Non è solo buonsenso: è una vera e propria necessità, che tiene conto della situazione della stragrande maggioranza delle mamme, spesso lasciate sole da uomini inseminatori, dittatori della cultura del machismo, e perciò costrette a lavorare, badare ai figli, mettere insieme un pranzo e una cena. Tutto da sole. I club scardinano la logica dell’ “affari tuoi”: non per buonismo, ma perché una situazione così diffusa non poteva non essere risolta collettivamente. E allora le mamme si sono mosse. Si sono organizzate. Si sono unite.

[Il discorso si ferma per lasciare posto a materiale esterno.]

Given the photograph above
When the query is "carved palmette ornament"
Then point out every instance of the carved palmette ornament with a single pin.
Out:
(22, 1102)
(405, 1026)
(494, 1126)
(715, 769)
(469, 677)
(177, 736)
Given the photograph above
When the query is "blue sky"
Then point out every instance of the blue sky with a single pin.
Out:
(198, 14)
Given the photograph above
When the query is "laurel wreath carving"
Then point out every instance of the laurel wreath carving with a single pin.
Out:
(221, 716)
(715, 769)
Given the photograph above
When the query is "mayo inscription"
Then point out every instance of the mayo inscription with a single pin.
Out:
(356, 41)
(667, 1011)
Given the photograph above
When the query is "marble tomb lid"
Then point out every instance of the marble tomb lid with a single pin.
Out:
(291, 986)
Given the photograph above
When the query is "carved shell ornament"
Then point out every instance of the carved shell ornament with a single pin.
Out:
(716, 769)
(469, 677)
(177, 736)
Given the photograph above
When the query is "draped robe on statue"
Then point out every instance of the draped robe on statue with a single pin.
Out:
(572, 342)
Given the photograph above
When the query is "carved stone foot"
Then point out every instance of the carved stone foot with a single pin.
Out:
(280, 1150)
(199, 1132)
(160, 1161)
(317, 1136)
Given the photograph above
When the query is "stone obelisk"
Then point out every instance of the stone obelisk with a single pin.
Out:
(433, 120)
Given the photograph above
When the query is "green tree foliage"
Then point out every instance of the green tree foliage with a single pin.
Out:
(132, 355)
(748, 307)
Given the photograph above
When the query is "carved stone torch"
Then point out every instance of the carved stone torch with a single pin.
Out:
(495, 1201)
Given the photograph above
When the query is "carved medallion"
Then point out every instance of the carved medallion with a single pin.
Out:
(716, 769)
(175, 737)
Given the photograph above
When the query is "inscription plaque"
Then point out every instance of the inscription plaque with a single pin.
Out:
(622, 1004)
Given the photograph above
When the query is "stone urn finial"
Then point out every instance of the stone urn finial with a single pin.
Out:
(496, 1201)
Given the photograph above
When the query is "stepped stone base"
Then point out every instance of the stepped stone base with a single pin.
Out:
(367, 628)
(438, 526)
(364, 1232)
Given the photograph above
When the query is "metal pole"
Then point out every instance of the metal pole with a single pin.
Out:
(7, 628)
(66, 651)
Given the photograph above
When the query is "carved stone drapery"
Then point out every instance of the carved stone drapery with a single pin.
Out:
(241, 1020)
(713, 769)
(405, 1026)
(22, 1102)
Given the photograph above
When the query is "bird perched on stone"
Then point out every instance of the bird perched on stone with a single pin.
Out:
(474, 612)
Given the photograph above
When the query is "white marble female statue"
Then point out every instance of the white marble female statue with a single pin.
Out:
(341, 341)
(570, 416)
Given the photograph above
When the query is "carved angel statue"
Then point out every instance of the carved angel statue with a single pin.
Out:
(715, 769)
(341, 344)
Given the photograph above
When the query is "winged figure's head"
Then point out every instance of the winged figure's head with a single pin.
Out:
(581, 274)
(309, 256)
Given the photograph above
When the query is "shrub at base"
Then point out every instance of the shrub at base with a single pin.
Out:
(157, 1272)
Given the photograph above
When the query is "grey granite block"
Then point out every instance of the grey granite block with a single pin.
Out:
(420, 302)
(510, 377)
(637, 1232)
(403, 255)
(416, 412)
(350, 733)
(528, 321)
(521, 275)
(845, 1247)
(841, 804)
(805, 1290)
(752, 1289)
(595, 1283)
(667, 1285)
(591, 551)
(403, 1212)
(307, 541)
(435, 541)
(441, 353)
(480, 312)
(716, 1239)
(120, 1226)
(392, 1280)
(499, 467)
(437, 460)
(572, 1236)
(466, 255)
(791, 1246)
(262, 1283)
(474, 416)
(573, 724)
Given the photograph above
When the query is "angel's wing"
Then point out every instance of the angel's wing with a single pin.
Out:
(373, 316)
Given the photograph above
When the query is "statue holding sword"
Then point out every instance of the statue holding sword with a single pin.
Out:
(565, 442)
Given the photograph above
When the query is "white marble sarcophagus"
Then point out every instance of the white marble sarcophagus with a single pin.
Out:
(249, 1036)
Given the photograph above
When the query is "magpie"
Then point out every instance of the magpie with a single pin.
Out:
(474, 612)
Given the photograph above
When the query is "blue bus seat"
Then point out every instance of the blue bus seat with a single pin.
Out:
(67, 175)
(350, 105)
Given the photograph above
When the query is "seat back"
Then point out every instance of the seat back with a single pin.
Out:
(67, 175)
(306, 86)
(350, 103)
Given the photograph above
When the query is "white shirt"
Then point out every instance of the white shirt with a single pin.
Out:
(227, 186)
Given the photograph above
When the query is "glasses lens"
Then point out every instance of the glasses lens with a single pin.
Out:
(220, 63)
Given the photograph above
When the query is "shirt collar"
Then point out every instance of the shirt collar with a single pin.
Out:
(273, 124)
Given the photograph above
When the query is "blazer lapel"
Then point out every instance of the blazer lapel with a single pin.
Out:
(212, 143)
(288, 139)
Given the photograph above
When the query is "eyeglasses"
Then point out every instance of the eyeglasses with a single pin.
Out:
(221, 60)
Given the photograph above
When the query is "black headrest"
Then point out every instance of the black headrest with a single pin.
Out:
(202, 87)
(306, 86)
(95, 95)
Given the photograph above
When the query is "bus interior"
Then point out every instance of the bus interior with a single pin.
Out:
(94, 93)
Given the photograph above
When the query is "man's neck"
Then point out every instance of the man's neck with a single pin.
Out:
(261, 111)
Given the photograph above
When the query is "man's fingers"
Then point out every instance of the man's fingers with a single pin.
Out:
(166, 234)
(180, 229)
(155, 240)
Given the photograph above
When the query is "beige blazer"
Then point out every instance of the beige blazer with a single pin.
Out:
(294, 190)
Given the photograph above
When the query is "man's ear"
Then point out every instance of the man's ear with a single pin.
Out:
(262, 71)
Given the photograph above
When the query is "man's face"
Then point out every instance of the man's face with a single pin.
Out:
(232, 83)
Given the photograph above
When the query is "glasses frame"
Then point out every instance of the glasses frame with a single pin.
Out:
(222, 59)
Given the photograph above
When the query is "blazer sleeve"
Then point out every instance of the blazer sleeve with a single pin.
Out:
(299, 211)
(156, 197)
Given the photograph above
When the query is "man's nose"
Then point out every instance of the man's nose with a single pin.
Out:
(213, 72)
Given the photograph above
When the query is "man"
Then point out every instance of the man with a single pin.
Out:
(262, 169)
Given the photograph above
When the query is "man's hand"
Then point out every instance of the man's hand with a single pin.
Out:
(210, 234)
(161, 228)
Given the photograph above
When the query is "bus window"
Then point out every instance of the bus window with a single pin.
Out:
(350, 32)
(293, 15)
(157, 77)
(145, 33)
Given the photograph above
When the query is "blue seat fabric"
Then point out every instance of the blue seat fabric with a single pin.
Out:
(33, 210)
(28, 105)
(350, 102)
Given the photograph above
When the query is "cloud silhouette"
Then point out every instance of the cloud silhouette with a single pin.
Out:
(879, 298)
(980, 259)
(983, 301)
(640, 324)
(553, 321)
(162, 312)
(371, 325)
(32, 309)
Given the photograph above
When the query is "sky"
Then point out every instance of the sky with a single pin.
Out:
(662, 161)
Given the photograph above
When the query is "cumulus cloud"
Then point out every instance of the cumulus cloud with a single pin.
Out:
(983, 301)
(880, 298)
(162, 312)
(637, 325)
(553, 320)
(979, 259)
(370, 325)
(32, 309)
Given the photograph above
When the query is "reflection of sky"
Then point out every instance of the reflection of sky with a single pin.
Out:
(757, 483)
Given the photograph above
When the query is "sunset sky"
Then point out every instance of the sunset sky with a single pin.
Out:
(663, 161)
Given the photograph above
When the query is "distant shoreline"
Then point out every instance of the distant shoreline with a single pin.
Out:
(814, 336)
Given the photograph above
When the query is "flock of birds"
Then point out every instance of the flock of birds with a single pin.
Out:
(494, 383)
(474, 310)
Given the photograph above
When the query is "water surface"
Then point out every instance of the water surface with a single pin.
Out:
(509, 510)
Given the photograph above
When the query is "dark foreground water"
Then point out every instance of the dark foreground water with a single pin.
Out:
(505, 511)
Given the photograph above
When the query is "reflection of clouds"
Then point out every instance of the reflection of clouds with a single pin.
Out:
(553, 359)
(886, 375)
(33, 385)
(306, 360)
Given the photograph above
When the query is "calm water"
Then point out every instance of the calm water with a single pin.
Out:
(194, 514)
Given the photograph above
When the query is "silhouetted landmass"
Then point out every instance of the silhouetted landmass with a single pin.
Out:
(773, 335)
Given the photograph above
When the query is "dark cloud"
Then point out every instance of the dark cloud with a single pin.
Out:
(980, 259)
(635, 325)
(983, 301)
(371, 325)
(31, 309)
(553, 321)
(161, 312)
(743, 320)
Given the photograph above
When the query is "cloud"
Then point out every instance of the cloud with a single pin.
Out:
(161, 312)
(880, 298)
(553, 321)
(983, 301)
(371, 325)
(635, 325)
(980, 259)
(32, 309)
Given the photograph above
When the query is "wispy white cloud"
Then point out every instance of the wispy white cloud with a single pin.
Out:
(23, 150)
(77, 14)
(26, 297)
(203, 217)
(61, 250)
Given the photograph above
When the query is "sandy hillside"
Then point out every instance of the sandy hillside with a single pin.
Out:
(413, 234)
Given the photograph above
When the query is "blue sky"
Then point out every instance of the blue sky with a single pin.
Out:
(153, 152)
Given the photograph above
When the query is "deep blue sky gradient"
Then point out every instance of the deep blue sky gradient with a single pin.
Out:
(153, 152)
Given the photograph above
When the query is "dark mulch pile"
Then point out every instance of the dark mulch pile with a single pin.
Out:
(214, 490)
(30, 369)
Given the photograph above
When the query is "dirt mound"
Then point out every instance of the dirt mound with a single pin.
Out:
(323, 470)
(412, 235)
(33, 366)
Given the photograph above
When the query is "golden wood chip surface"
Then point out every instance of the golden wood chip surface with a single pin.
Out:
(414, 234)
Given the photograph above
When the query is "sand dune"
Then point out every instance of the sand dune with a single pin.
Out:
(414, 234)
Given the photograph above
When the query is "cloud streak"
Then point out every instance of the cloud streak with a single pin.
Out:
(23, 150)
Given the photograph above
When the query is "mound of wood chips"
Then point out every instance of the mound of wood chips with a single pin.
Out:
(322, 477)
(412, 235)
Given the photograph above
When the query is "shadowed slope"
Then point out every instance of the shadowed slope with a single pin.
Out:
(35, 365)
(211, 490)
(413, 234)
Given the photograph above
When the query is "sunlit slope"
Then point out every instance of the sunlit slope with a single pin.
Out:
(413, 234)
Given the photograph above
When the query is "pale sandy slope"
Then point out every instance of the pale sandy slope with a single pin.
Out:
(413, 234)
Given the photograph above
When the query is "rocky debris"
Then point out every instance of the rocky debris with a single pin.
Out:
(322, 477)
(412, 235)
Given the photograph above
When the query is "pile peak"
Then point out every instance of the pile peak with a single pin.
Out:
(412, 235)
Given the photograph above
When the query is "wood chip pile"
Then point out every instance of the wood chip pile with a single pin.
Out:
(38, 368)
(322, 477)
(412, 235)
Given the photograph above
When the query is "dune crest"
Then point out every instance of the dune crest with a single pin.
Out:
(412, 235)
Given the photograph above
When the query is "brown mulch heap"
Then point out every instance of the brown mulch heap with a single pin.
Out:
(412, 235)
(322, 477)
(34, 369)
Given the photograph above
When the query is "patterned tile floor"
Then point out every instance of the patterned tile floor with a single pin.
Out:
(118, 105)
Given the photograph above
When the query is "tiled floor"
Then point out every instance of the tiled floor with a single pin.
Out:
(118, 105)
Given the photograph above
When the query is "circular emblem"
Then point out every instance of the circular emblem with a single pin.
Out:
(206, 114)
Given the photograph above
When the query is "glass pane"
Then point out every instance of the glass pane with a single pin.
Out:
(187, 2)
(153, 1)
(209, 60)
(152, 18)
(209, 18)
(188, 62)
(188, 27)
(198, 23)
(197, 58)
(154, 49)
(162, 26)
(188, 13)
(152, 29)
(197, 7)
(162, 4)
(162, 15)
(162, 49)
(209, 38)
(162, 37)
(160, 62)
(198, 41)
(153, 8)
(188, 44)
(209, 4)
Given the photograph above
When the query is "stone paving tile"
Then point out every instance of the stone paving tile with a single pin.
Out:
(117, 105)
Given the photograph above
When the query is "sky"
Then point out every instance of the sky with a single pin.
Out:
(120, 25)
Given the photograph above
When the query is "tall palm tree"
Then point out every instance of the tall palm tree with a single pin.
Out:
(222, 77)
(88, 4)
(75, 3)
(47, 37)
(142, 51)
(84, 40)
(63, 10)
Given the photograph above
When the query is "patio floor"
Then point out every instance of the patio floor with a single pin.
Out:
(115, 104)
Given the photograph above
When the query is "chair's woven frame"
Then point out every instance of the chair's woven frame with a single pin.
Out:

Certo, non è sempre e solo idillio. I problemi di convivenza e organizzazione ci sono. Ma i club continuano ad essere l’ossatura fondamentale di un welfare sotterraneo che permette una vita dignitosa a tantissimi bambini e che aiuta le madri a sentirsi comunità. E, forse, chissà, un’altra conseguenza positiva potrebbe anche esserci: magari, grazie a tutto ciò, tante case a Trujillo apparentemente anonime nascondono colore, calore e allegria. Come la casa di Lidia e Juan: che ci fanno accomodare nel salone, spostano il centrino dalle casse, inseriscono nel lettore un cd di Marinere a tutto volume; e poi ci invitano a ballare.